Silence in the room.
“Well, I’m going to pursue it,” Reacher said. “With Armstrong, or without him. With you, or without you. By myself, if necessary. For Froelich’s sake. She deserves it.”
Stuyvesant nodded. “If neither of them worked for us, how would they know to rely on an FBI scan of the NCIC reports?”
“I don’t know,” Reacher said.
“How did they decoy Crosetti?”
“I don’t know.”
“How would they get our weapons?”
“I don’t know.”
“How did they know where M. E. lived?”
“Nendick told them.”
Stuyvesant nodded. “OK. But what would be their motive?”
“Animosity against Armstrong personally, I guess. A politician must make plenty of enemies.”
Silence again.
“Maybe it’s half and half,” Neagley said. “Maybe they’re outsiders with animosity against the Secret Service. Maybe guys who got rejected for a job. Guys who really wanted to work here. Maybe they’re some kind of nerdy law-enforcement buffs. They might know about NCIC. They might know what weapons you buy.”
“That’s possible,” Stuyvesant said. “We turn down a lot of people. Some of them get very upset about it. You could be right.”
“No,” Reacher said. “She’s wrong. Why would they wait? I’m sticking by my age estimate. And nobody applies for a Secret Service job at the age of fifty. If they ever got turned down, it was twenty-five years ago. Why wait until now to retaliate?”
“That’s a good point too,” Stuyvesant said.
“This is about Armstrong personally,” Reacher said. “It has to be. Think about the time line here. Think about cause and effect.

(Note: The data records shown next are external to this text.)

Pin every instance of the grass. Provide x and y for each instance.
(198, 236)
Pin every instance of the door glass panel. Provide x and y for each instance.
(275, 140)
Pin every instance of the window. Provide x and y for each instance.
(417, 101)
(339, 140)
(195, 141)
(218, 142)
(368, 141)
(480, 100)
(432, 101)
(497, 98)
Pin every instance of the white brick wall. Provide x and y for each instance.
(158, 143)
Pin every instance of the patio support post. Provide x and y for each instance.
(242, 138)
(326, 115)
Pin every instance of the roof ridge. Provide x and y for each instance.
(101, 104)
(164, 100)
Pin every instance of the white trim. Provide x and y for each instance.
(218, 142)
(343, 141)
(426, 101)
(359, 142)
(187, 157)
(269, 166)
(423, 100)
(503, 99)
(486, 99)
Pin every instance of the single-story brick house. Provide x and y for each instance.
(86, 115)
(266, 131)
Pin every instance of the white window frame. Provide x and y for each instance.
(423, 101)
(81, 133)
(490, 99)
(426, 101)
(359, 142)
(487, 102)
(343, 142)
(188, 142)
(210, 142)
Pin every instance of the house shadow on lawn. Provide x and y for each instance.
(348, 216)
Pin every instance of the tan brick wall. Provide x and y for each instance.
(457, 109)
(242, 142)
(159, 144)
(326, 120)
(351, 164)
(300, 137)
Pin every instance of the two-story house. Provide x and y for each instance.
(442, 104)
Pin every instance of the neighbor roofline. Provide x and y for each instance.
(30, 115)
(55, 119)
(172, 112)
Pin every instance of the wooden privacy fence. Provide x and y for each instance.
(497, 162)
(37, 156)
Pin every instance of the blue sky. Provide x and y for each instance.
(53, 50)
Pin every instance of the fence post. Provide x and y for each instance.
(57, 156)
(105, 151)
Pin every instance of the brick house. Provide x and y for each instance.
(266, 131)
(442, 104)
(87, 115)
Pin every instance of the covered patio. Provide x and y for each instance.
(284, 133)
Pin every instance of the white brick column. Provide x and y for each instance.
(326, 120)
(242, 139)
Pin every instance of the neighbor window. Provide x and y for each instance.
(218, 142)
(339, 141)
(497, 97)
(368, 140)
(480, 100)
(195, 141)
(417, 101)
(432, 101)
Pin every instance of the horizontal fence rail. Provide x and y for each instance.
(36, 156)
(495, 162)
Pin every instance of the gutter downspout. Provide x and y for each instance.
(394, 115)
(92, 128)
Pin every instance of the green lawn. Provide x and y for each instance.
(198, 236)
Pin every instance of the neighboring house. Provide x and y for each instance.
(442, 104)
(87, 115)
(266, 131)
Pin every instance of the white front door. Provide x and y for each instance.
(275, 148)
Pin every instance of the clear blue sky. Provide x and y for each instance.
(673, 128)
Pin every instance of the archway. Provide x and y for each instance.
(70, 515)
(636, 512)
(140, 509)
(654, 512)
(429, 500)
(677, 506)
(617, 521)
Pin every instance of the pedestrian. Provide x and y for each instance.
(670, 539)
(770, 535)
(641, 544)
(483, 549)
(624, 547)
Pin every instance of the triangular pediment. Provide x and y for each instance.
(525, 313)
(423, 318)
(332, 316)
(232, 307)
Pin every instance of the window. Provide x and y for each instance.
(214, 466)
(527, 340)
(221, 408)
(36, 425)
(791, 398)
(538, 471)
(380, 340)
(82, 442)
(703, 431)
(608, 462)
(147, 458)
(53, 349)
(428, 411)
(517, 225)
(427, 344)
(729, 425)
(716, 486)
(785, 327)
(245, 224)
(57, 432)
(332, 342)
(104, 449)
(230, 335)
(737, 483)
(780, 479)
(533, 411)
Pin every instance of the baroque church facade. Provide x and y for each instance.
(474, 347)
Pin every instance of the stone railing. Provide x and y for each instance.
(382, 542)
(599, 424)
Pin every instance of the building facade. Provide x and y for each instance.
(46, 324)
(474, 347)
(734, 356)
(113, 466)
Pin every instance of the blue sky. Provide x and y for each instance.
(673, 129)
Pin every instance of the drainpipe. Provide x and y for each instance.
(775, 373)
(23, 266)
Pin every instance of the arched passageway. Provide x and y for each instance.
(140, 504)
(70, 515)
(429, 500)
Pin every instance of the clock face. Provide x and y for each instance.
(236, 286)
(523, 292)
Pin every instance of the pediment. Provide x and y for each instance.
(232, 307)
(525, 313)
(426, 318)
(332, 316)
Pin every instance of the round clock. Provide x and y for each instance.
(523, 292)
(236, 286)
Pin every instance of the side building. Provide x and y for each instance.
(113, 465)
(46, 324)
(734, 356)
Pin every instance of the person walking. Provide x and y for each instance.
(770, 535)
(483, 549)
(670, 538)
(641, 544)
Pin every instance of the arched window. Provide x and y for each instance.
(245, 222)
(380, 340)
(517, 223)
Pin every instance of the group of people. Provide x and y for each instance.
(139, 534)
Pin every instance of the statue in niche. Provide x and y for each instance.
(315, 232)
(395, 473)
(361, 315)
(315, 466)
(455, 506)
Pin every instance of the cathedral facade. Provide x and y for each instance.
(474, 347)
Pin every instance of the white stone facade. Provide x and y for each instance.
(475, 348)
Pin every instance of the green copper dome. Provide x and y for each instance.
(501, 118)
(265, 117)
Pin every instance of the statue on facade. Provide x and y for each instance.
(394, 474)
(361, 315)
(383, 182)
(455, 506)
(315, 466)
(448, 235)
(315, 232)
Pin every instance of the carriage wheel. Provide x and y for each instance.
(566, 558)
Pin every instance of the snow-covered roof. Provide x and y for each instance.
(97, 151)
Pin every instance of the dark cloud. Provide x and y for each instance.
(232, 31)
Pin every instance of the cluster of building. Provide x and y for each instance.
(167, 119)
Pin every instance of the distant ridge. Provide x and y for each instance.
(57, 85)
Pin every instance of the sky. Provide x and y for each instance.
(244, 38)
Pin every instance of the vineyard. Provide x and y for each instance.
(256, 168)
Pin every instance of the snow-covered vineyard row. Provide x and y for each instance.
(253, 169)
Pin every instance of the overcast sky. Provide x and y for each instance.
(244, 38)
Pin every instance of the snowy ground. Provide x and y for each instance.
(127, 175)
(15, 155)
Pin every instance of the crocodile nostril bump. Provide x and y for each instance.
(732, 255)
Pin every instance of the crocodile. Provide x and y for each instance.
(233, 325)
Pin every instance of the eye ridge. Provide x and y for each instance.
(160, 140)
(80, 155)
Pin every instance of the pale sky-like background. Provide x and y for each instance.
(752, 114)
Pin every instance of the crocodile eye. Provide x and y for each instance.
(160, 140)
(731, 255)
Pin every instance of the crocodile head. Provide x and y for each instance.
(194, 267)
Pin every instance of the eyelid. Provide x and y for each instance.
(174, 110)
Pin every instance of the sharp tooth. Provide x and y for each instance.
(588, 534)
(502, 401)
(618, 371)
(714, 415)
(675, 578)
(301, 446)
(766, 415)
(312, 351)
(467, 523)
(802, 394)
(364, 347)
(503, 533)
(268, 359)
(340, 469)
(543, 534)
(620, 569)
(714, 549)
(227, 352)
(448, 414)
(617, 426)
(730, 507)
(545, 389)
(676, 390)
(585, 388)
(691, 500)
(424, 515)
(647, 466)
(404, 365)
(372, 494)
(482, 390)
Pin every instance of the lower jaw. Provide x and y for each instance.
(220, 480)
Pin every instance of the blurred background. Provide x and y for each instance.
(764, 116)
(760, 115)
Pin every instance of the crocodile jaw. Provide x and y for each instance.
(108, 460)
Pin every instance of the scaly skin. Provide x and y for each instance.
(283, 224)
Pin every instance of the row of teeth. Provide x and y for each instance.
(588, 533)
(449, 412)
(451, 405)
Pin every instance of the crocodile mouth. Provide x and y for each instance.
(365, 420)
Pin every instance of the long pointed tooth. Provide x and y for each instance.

Armstrong became the running mate during the summer. Before that nobody had ever heard of him. Froelich told me that herself. Now we’re getting threats against him. Why now? Because of something he did during the campaign, that’s why.”

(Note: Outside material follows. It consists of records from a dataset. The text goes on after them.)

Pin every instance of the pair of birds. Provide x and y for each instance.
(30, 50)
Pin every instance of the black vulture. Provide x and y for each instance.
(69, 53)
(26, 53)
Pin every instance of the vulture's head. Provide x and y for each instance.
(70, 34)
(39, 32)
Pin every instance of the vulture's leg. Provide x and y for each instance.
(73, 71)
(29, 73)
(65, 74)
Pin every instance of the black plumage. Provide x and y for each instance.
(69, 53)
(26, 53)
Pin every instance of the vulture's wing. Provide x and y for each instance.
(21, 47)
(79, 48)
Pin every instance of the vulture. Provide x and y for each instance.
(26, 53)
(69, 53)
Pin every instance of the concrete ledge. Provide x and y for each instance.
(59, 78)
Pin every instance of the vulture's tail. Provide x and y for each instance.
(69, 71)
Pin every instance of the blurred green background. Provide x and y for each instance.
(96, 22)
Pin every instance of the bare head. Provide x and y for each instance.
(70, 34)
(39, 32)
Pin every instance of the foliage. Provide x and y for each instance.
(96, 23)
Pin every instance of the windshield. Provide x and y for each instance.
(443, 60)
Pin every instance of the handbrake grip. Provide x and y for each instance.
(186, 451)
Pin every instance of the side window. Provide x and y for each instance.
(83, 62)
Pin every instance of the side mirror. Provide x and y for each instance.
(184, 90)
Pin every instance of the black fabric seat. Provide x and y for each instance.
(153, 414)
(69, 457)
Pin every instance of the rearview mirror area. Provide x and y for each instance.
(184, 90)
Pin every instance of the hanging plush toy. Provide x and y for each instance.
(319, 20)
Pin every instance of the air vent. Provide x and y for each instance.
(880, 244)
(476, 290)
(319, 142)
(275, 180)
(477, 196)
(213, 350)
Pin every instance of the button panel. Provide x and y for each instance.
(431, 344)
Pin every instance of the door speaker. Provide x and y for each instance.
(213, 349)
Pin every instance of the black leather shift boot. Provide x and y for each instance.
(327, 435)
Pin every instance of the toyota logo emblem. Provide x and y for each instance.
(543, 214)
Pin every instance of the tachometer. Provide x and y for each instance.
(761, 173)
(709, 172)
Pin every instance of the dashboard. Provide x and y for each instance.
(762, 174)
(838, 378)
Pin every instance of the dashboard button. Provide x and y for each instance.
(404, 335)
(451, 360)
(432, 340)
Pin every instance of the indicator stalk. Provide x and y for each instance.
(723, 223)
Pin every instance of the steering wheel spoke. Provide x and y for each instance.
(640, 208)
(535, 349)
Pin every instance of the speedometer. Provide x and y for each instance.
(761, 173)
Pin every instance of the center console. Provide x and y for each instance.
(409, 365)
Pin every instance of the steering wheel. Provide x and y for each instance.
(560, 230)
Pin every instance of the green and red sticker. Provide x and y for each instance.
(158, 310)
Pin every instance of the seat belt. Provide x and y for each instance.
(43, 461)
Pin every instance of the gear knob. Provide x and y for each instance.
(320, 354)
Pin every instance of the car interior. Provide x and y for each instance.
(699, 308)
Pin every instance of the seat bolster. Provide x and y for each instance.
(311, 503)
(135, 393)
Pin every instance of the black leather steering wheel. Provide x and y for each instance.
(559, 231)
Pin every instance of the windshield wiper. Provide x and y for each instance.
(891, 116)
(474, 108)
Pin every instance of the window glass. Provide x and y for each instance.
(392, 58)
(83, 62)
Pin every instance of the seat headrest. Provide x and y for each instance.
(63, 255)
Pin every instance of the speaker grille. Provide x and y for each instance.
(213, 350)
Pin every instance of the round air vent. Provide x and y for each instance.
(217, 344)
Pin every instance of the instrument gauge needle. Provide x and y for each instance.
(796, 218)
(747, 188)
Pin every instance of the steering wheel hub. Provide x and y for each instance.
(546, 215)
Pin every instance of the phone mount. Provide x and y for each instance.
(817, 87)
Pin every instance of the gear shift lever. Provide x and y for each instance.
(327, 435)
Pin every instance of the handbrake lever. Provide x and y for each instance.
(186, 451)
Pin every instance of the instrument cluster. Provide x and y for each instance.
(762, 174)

Stuyvesant stared down at the table. Placed his hands flat on it. Moved them in small neat circles like there was a wrinkled tablecloth under them that needed flattening. Then he leaned over and butted the first message under the second. Then both of them under the third. He kept at it until he had all six stacked neatly. He scooped his file folder under the pile and closed it.